Operation Manual
INLEIDING
De automatische klimaatregeling regelt
de temperatuur, de hoeveelheid en
de verdeling van de lucht in het
interieur. De temperatuurregeling is
gebaseerd op de “gelijkwaardige
temperatuur”: m.a.w. het systeem
werkt continu om het comfort in het
interieur op een constant peil te houden
en om eventuele verschillen in de
weersomstandigheden buiten te
compenseren, met inbegrip van
zonnestralen die worden waargenomen
door een speciale sensor. De
automatisch geregelde parameters en
functies zijn:
❒ luchttemperatuur bij de roosters;
❒ de luchtdistributie naar de roosters;
❒ ventilatorsnelheid (traploze regeling
van de luchtstroom);
❒ inschakeling van de compressor
(voor koelen/ontvochtigen van de
lucht);
❒ luchtrecirculatie.
Alle functies kunnen handmatig worden
gewijzigd.

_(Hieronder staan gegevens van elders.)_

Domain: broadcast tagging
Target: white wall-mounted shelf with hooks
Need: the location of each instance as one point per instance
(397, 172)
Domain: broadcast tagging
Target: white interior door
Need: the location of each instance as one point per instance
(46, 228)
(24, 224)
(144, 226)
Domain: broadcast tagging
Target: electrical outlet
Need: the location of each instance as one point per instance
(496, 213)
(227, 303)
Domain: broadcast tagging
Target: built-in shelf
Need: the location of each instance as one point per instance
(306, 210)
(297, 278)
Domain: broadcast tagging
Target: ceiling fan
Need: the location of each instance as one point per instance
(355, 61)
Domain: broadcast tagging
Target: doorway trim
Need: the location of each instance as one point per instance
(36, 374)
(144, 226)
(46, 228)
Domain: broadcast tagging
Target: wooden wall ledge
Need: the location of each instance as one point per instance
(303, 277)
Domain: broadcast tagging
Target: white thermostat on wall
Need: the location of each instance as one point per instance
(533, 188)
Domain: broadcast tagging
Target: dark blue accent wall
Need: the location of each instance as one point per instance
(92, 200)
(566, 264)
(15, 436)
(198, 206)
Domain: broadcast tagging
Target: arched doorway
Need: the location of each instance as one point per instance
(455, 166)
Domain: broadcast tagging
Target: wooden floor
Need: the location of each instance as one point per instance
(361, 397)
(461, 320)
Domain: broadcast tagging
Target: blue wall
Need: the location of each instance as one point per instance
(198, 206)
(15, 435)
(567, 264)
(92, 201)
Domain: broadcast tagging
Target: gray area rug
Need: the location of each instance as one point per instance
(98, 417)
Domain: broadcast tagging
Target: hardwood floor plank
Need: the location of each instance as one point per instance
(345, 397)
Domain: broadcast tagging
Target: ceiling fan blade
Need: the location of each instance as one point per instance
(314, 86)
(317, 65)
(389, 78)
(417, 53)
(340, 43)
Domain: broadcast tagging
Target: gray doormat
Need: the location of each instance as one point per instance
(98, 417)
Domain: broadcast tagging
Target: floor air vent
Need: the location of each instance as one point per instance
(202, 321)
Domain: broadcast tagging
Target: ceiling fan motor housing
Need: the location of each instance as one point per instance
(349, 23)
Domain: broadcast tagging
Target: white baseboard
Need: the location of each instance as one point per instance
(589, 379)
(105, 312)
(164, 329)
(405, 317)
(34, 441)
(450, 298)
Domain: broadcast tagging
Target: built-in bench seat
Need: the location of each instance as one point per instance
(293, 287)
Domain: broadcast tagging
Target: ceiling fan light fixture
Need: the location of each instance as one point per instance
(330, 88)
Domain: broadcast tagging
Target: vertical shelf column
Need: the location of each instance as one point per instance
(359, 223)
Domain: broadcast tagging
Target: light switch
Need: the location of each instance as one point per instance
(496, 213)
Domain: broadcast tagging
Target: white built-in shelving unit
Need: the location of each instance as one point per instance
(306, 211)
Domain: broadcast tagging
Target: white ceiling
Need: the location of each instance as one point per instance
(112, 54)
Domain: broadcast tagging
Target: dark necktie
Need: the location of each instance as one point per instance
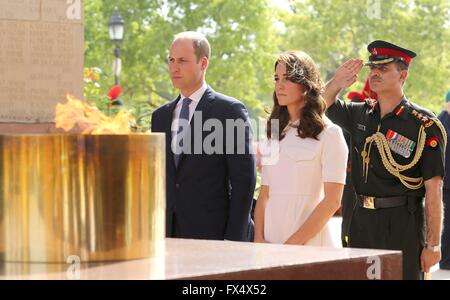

Met andere woorden, men
kan een of meer functies selecteren en
de parameters naar wens veranderen.
Hierbij wordt echter de automatische
regeling van de functies die handmatig
zijn gewijzigd uitgeschakeld: het
systeem grijpt alleen in om
veiligheidsredenen (bijv. kans op
beslaan).
De handmatige instellingen hebben
altijd voorrang boven de automatische
instellingen en blijven opgeslagen totdat
de gebruiker het systeem weer op
automatische werking zet door op de
knop AUTO te drukken, behalve in
de gevallen dat het systeem om
veiligheidsredenen ingrijpt. Als men
handmatig een functie aanpast, blijven
de andere functies automatisch
geregeld.
De luchttemperatuur in het interieur
wordt altijd automatisch geregeld op
basis van de ingestelde temperatuur op
het display (behalve wanneer het
systeem is uitgeschakeld of onder
bepaalde omstandigheden waarin de
compressor is uitgeschakeld).
De volgende parameters en functies
van het systeem kunnen handmatig
worden ingesteld: luchttemperatuur,
ventilatorsnelheid (traploze regeling);
luchtverdeling in zeven standen;
inschakeling van de compressor; snel
ontwasemen/ontdooien;
luchtrecirculatie; systeem uitschakelen.
GEBRUIK VAN DE
KLIMAATREGELING
Het systeem kan op verschillende
manieren ingeschakeld worden; het
verdient echter aanbeveling op de
AUTO-knop te drukken en de gewenste
temperatuur op het display in te stellen.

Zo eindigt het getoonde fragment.